Sono rimasto sorpreso dall’intervento di Minà. Un giornalista che dice di lavorare «all’antica, con il vecchio scrupolo che spinge a trovare fonti e dati che non possono essere smentiti» non si è accorto però che Antonio Moscato e Roberto Massari sono due persone ben diverse e con opinioni spesso non coincidenti. E ancor più strano che metta in conto alla ditta «Massari & Moscato», come ci chiama più volte, anche le cose scritte dal giornalista del Corriere, o inserite nel titolo che, come ognuno dovrebbe sapere, è in genere redazionale. Non entro nel merito delle molte cose che non c’entrano con la sostanza del problema (e in particolare di quelle che non ho detto e mi sono attribuite), e ancor più con la rassegna di tutti i luoghi comuni della propaganda cubana, a partire dall’amalgama tra ogni forma di dissenso e la Cia, immaginando un enorme complotto contro Cuba e soprattutto contro Minà. La questione fondamentale di cui parlavo con l’intervistatore, senza scandalismi, riguarda gli inediti di Guevara. Ne ho in mano oltre 600 pagine, la maggior parte delle quali ho avuto dopo una lunga collaborazione proprio dalla vedova a cui si riferisce con tanta deferenza Minà, con l’impegno, che ho rispettato, a usarli per il mio studio ma non pubblicarli, a parte brevi citazioni in un saggio. Mi sono attenuto a questo impegno, pur non condividendo censure di ogni genere, e questa è di fatto una censura, come posso dimostrare.

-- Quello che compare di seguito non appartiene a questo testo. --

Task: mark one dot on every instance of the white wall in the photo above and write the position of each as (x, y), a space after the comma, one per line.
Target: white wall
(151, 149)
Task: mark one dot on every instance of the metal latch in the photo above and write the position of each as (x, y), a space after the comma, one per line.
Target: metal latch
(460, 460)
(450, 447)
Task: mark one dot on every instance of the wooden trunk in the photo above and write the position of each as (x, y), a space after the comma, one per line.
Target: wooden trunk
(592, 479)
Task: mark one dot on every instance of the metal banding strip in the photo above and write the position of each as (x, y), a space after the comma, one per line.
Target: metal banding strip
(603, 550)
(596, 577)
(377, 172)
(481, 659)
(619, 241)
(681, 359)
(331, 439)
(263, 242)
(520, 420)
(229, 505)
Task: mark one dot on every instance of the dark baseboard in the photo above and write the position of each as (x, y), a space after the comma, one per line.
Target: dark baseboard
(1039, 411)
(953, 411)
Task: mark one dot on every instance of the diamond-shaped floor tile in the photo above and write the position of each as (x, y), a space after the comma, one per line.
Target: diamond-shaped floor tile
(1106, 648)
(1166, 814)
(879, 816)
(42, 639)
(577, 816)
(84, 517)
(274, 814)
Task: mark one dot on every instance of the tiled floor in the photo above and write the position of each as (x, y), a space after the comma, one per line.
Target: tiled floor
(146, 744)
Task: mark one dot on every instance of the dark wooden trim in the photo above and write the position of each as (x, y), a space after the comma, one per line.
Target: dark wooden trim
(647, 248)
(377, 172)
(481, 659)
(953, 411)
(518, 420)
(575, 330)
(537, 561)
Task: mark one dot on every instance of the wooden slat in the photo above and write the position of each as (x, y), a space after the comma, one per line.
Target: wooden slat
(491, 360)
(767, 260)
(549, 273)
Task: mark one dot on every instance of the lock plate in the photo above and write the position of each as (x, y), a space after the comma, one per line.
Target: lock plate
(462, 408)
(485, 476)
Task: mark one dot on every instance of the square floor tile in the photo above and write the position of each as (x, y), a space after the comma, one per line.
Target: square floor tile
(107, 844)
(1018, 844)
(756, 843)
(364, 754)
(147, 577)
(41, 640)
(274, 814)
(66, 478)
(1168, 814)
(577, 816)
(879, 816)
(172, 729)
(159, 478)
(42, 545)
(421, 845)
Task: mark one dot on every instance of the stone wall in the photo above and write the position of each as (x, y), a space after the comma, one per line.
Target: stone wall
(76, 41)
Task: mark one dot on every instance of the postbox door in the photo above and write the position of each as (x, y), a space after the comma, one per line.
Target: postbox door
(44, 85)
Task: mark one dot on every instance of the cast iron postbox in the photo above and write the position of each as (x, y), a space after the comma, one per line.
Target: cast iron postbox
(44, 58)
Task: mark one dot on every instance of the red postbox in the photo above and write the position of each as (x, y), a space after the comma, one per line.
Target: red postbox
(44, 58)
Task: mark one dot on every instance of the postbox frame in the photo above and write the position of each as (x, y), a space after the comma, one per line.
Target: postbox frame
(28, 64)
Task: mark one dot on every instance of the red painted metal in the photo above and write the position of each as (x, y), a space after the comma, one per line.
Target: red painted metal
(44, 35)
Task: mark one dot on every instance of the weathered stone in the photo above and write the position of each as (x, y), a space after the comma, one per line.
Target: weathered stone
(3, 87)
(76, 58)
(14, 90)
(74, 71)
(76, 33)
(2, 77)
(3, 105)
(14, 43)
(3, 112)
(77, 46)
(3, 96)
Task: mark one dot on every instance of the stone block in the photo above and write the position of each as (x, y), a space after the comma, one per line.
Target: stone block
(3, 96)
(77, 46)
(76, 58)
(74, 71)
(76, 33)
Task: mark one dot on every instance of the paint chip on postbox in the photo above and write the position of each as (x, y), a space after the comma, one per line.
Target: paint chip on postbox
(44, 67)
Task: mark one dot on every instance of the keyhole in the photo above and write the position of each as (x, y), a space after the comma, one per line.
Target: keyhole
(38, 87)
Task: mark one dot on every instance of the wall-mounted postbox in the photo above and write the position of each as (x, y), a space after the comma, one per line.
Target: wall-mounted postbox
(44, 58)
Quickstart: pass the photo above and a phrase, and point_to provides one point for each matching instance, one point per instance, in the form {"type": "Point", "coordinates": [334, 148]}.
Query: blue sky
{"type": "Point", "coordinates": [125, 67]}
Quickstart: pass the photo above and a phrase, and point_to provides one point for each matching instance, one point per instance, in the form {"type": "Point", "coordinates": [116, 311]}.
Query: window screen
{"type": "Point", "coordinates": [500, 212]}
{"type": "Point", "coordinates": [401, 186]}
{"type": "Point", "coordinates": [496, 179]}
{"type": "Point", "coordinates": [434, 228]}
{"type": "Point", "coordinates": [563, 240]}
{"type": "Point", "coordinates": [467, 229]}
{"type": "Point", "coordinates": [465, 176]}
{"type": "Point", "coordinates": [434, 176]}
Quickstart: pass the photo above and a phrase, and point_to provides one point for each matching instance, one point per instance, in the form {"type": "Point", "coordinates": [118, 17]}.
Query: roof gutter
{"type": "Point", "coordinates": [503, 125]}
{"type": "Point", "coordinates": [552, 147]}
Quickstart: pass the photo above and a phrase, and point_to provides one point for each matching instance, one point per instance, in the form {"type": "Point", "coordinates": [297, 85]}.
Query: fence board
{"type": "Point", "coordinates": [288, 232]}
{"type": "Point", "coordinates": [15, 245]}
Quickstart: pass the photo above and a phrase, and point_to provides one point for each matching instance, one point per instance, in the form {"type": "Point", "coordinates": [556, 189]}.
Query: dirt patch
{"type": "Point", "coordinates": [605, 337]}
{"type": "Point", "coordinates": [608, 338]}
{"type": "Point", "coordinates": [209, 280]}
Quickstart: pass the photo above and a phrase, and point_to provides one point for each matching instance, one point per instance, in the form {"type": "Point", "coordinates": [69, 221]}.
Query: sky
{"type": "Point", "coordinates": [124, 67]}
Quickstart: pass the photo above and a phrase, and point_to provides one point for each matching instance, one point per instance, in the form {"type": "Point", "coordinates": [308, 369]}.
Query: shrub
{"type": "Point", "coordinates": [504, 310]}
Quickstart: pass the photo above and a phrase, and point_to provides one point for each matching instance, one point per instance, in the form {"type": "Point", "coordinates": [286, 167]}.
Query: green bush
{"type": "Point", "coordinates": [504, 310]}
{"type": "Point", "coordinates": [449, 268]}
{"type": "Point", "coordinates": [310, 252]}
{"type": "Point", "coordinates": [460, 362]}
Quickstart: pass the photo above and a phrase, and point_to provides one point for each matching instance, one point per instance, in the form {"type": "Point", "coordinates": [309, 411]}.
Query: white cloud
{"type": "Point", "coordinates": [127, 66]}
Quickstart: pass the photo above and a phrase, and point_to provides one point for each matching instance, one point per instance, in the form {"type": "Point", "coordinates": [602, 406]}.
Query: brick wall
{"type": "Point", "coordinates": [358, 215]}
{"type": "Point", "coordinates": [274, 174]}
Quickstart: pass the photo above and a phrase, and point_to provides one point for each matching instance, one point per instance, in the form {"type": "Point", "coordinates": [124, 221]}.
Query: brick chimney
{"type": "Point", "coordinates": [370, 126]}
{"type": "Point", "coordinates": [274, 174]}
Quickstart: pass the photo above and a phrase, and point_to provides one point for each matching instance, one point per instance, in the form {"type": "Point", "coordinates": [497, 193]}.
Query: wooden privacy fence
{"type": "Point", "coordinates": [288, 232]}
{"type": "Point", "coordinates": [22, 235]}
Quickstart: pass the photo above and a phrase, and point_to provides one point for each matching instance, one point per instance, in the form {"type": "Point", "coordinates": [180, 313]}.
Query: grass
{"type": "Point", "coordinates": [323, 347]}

Se Minà si fosse mai interessato agli inediti del Che, a cui ho fatto una corte di anni prima di poterli visionare e poi copiare in parte (con una fotocopiatrice donata al Centro de estudios Che Guevara), avrebbe scoperto che «quei manoscritti, quelle riflessioni del Che» non erano affatto «su fogli sparsi», e che tanto meno «non erano state scritte per essere pubblicate». Questa definizione si attaglia solo al Diario di Bolivia, che pure fu pubblicato subito. Molte altre pagine furono stampate già nel 1967 in un’edizione tirata in 200 copie riservate ai dirigenti, come si usava in Unione sovietica. Invece sia il bilancio del Congo, sia le critiche al «Manuale di economia politica dell’Accademia delle Scienze dell’Urss» erano state preparate già dallo stesso Guevara per la pubblicazione: il cosiddetto Diario del Congo ha aspettato 29 anni per essere pubblicato almeno incompleto grazie al coraggio di Paco Ignacio Taibo II, l’altro testo, il più importante, perché contiene giudizi severissimi sull’Urss, aspetta ancora la pubblicazione.
Minà assicura che la famiglia «ha il diritto di scegliere i modi, la struttura e i tempi di quelle pubblicazioni». Non è così. La decisione di darmi o non darmi da visionare e copiare testi, e in ogni caso il divieto di pubblicarli, era – a detta di Aleida March – del Consiglio di Stato e non della famiglia.
Vorrei che finalmente si aprisse un confronto sulla questione degli inediti, e sulle ragioni per cui si continuano a pubblicare diari giovanili del Che, quelli sicuramente non destinati alla pubblicazione e comunque privi di interesse politico, e a nascondere invece gli scritti sull’Urss e su Cuba del periodo della maturità del Che.
Minà ha attribuito a me e Massari una «preoccupazione» sulla provenienza politica dei dirigenti della Ocean Press a cui accennava l’intervistatore. Io avevo solo detto a Carioti che avevo conosciuto alcuni di loro quando erano nella Quarta Internazionale, ma li avevo persi di vista quando avevano scelto di diventare castristi incondizionati, pronti ad avallare perfino i processi politici per reati di opinione e le condanne a morte. Avevo però evitato di raccontare dettagliatamente al giornalista del Corriere che la redditizia vendita a Mondadori comportava anche un’operazione meno encomiabile: bloccare con cavilli giuridici discutibili un’antologia critica in due volumi sull’evoluzione del pensiero di Guevara che avevo curato ed era già in stampa. Non ne avevo voluto parlare col giornalista del Corriere (che non è il centro di una congiura contro Cuba, ma è pur sempre un giornale che può «usare» Guevara, come Repubblica, senza avere nulla a che vedere col suo lascito), ma sono pronto a un confronto pubblico (sulla base dei testi che è vietato pubblicare, e sono disposto a mostrare) con Minà, che proprio su questo tema ha svicolato ed evitato di rispondere.